As initially built, St. John's consisted of the church and a small office wing. Mr. Goodhue's plan for the site included a number of additional features which evolved during subsequent upgrades. In 1914-5 a small parish house with an auditorium was added to the structure and in 1922-3 a reredos and high altar designed by Mr. Goodhue and executed by sculptor Lee Lawrie were made part of a significant improvement to St. John's interior. A major facilities upgrade occurred in 1927 with the addition of two bays to the church to alleviate overcrowding, the construction of a large parish house with an adjacent cloister garden, and the installation of an outdoor pulpit built into a Peace Cross. 1955 brought the addition of a chapel, with its own pipe organ, to hold the burgeoning church school.

===Fire===
On the night of October 10, 1992, a fire caused by spontaneous combustion of oil-soaked rags left in a maintenance room caused about $7 million of damage to the church's interior and exterior including the complete destruction of the stained glass window over the reredos (which itself was lightly affected), the auditorium, the 1950 Austin Organ, and its antiphonal of 1978. Other smoke and fire damage occurred throughout the structure, including the roof over the chancel and parts of the parish house. Church leaders moved forward to restore Mr. Goodhue's original designs as much as possible and to rejuvenate the infrastructure of the 83-year-old building. It reopened with a new altar window and auditorium, along with a large number of replaced or refurbished windows and furnishings, for services on April 16, 1995. The new organ was dedicated in 1996.

==Notable people==

Dr. John Franklin Enders (1897–1985), a member of an important St. John's family, won the Nobel Prize in Physiology or Medicine in 1954. He was Baptized at St. John's Episcopal in Hartford, and later became a confirmed member of the Episcopal Church at the parish's then new location in West Hartford. Following his death in 1985, St. John's arranged a graveside service at Fairview Cemetery in West Hartford, his birthplace.

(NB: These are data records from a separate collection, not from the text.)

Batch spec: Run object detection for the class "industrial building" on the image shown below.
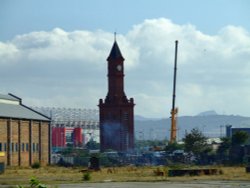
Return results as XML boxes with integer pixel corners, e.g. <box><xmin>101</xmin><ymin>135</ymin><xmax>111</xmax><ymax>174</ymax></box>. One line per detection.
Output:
<box><xmin>99</xmin><ymin>40</ymin><xmax>135</xmax><ymax>151</ymax></box>
<box><xmin>0</xmin><ymin>94</ymin><xmax>50</xmax><ymax>166</ymax></box>
<box><xmin>33</xmin><ymin>107</ymin><xmax>100</xmax><ymax>152</ymax></box>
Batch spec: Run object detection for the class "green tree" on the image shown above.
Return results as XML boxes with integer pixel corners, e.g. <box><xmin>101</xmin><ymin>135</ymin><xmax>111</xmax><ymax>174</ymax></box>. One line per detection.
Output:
<box><xmin>229</xmin><ymin>131</ymin><xmax>249</xmax><ymax>164</ymax></box>
<box><xmin>86</xmin><ymin>139</ymin><xmax>100</xmax><ymax>150</ymax></box>
<box><xmin>217</xmin><ymin>137</ymin><xmax>232</xmax><ymax>162</ymax></box>
<box><xmin>232</xmin><ymin>131</ymin><xmax>249</xmax><ymax>146</ymax></box>
<box><xmin>183</xmin><ymin>128</ymin><xmax>211</xmax><ymax>158</ymax></box>
<box><xmin>165</xmin><ymin>142</ymin><xmax>184</xmax><ymax>153</ymax></box>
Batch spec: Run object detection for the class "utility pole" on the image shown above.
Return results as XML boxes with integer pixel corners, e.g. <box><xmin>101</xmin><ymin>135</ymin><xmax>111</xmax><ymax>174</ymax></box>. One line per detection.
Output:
<box><xmin>170</xmin><ymin>40</ymin><xmax>178</xmax><ymax>143</ymax></box>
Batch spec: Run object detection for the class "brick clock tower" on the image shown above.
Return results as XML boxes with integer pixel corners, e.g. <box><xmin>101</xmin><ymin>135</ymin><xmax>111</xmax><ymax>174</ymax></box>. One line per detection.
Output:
<box><xmin>99</xmin><ymin>40</ymin><xmax>135</xmax><ymax>151</ymax></box>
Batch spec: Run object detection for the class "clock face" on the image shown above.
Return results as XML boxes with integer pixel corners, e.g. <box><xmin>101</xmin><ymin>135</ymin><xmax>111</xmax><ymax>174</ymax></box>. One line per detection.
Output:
<box><xmin>116</xmin><ymin>65</ymin><xmax>122</xmax><ymax>71</ymax></box>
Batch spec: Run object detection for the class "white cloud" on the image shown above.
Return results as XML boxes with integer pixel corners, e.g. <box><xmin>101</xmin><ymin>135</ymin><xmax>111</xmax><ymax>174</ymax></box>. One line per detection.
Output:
<box><xmin>0</xmin><ymin>18</ymin><xmax>250</xmax><ymax>117</ymax></box>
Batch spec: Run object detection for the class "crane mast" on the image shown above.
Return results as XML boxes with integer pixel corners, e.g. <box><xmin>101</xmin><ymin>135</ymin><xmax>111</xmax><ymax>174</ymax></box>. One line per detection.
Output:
<box><xmin>170</xmin><ymin>40</ymin><xmax>178</xmax><ymax>143</ymax></box>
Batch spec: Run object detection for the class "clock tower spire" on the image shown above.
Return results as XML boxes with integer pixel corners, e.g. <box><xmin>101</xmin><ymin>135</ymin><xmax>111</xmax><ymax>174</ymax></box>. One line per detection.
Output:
<box><xmin>99</xmin><ymin>39</ymin><xmax>134</xmax><ymax>151</ymax></box>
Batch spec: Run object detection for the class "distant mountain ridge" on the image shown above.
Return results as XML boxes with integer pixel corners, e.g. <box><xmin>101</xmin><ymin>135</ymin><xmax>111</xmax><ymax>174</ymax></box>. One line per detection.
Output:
<box><xmin>135</xmin><ymin>111</ymin><xmax>250</xmax><ymax>140</ymax></box>
<box><xmin>197</xmin><ymin>110</ymin><xmax>219</xmax><ymax>116</ymax></box>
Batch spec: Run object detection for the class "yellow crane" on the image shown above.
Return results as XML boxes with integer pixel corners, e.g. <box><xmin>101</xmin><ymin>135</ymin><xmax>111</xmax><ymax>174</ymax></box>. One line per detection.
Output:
<box><xmin>170</xmin><ymin>40</ymin><xmax>178</xmax><ymax>143</ymax></box>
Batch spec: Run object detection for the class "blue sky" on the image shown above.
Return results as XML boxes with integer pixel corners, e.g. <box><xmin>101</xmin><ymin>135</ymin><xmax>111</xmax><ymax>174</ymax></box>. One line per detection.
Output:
<box><xmin>0</xmin><ymin>0</ymin><xmax>250</xmax><ymax>117</ymax></box>
<box><xmin>0</xmin><ymin>0</ymin><xmax>250</xmax><ymax>40</ymax></box>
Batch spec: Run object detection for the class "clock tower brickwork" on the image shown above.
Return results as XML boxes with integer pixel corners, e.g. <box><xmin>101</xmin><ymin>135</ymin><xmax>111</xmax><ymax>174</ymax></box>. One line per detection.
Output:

Among St. John's many notable clergy have been two assistants who later became Bishops: Walter Henry Gray of the Episcopal Diocese of Connecticut and Kirk Stevan Smith of the Episcopal Diocese of Arizona.

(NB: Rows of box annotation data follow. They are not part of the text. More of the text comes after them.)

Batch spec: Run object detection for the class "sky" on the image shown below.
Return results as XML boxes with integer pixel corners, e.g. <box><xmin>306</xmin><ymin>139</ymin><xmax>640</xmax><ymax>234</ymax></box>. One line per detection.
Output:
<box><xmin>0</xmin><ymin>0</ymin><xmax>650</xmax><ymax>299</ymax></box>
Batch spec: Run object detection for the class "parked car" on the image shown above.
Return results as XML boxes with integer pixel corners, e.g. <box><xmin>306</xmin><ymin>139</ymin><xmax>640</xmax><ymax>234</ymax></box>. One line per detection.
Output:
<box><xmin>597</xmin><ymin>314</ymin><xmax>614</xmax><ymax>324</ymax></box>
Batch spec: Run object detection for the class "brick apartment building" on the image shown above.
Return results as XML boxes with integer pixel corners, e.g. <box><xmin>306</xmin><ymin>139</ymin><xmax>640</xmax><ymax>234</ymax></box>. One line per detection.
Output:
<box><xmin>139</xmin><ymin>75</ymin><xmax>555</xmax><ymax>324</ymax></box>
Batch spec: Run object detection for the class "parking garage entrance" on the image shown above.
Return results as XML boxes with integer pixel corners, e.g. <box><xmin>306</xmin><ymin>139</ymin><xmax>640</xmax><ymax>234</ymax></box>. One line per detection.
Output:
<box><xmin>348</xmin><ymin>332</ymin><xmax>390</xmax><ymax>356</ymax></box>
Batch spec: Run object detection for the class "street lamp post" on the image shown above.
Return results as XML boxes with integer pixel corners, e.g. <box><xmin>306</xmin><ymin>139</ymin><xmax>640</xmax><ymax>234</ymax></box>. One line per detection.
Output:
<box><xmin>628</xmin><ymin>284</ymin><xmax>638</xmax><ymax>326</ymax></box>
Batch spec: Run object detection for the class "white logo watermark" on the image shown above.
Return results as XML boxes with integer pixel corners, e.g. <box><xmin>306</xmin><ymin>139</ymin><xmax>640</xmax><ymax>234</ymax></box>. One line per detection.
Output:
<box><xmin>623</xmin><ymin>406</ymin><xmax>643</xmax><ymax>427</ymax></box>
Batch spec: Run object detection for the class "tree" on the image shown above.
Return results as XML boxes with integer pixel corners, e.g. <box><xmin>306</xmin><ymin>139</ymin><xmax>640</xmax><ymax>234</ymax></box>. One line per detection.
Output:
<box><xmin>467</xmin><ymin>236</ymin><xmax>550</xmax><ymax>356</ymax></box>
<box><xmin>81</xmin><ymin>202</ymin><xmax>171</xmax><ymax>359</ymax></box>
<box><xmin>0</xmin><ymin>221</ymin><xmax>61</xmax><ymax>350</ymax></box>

Prominent musicians affiliated with St. John's include organist and choirmaster Clarence Watters, who was at St. John's from 1929 to 1932 and again from 1952 to 1976. One of Marcel Dupré's "first and most enduring disciples-exponents-friends", who had studied with Dupré in Paris, he was also head of the music department at Trinity College, Hartford. "One of [the 20th] century’s greatest organ virtuosos", Watters counted Charles-Marie Widor and other prominent organist/composers in his circle of friends and close associates.